Publishing marine data to OBIS and GBIF - Technical Support Hour for Nodes

Join us on December 3rd at 4:00 pm CET for the technical node support hour on publishing marine data to the Ocean Biodiversity Information System (OBIS) and GBIF. Elizabeth Lawrence will join us from the OBIS Secretariat, and the presentation will cover relevant resources - such as the OBIS manual, OBIS data quality requirements, and controlled vocabularies.

We will be happy to answer any questions related to or not related to the topic. Please feel free to post questions in advance in this thread or write to helpdesk@gbif.org.

2 Likes

The video recording is available here: Technical support hour for GBIF Nodes on Vimeo

Here is a transcript of the Q&A:

Why make data available both on GBIF and OBIS?

OBIS is marine-focused and reaches different communities, so pulling GBIF’s marine datasets into
OBIS (and vice versa) helps build a more complete picture of biodiversity in the marine environment across both networks.

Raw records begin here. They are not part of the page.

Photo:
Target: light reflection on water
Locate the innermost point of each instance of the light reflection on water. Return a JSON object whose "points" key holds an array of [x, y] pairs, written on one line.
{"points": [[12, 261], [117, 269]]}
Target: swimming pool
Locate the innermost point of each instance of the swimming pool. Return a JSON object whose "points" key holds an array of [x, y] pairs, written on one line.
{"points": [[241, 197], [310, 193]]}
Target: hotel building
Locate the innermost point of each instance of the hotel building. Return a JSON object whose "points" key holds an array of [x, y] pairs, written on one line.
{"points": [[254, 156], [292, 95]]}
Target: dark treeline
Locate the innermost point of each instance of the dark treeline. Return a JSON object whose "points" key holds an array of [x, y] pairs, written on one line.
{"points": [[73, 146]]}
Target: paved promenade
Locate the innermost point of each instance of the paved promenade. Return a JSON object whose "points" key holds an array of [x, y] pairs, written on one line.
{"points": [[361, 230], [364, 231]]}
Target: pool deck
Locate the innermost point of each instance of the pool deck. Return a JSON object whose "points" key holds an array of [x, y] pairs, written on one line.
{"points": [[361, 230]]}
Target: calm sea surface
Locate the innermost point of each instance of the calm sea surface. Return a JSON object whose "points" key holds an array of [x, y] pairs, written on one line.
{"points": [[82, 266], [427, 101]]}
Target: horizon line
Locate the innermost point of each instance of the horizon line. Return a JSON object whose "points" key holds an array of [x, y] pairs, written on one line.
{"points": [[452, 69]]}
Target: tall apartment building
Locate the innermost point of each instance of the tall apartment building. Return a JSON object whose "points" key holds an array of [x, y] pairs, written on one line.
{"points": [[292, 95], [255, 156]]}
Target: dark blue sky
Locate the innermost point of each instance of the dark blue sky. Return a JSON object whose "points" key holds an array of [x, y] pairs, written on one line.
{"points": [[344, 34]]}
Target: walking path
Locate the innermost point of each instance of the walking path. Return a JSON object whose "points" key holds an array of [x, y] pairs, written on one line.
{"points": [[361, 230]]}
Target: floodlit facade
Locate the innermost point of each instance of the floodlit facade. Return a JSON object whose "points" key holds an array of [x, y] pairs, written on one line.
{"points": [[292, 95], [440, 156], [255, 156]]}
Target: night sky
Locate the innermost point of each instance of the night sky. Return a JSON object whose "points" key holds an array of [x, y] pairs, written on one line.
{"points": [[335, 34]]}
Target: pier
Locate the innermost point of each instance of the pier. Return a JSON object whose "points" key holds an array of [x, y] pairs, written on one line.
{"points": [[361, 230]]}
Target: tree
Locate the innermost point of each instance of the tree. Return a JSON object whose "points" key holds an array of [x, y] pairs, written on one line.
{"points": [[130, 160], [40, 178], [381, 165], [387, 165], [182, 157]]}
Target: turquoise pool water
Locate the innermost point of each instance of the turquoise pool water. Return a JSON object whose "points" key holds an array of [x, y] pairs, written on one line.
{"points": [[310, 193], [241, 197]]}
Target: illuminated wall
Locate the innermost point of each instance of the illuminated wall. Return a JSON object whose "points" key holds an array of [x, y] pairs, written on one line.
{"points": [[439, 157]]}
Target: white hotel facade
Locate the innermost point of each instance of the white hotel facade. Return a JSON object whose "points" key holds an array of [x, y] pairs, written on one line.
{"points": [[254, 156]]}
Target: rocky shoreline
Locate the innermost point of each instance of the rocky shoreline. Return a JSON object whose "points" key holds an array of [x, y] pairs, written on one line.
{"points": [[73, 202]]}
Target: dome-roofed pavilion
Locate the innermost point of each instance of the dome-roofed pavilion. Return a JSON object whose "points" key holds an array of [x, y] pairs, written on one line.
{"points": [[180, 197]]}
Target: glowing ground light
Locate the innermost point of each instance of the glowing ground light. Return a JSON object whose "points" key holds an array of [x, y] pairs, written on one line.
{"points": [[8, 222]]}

Some users and services interested only in marine data tend to go directly to OBIS and may never search GBIF.
When done via IPT and networks, the data stay in one place (the same IPT), but are exposed in multiple systems (GBIF and OBIS).
This avoids duplication, maximizes visibility and strengthens collaboration between GBIF and OBIS.


When you get a request to harvest new datasets on OBIS, how do you handle those that don’t fulfill the OBIS data quality requirements?

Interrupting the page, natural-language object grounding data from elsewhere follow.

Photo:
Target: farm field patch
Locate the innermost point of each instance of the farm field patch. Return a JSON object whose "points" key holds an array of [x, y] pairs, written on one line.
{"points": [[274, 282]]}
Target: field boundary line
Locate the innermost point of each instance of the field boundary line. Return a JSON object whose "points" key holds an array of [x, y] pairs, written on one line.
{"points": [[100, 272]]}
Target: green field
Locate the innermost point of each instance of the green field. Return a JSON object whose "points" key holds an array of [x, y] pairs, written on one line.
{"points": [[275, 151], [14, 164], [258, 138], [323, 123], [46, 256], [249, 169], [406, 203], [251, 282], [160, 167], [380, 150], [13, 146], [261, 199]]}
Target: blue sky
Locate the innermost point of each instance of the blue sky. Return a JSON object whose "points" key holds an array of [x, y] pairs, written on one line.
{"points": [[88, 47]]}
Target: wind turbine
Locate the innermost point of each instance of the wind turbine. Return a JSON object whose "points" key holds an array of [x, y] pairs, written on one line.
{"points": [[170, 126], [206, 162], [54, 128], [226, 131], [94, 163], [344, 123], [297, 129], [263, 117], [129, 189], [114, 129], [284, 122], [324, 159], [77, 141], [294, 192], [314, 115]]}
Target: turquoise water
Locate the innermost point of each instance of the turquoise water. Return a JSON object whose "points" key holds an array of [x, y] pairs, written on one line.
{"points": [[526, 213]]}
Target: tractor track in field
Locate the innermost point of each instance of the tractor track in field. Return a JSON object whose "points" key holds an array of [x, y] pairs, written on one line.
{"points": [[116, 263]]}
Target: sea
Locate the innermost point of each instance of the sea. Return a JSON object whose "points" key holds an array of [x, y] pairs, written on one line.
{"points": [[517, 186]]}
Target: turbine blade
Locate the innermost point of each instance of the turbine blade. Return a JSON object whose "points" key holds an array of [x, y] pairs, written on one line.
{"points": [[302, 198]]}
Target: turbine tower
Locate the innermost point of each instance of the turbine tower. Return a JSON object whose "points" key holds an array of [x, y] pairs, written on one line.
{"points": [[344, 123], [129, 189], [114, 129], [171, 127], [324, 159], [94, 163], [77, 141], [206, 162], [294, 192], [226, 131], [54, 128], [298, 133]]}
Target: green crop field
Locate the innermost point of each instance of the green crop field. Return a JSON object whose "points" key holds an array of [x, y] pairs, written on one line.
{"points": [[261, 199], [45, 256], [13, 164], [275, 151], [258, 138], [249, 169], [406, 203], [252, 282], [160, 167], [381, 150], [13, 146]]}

When a GBIF dataset is added to the OBIS network in IPT, OBIS automatically creates a GitHub issue in the OBIS network datasets repository. An OBIS node (often the regional/national node) is then responsible for reviewing and endorsing the dataset.

The node checks the dataset against OBIS requirements and expectations. If everything looks fine, the node endorses the dataset, and it is ingested into OBIS.

If quality problems are found nodes identify critical issues and usually contact the data publisher (typically by email) with specific feedback and requests for corrections.

Note that nodes may have different thresholds for what they accept. A dataset one node considers unacceptable might be fine for another, reflecting network diversity. This is part of why OBIS is interested in the upcoming TDWG biodiversity data quality standard, to make expectations more consistent.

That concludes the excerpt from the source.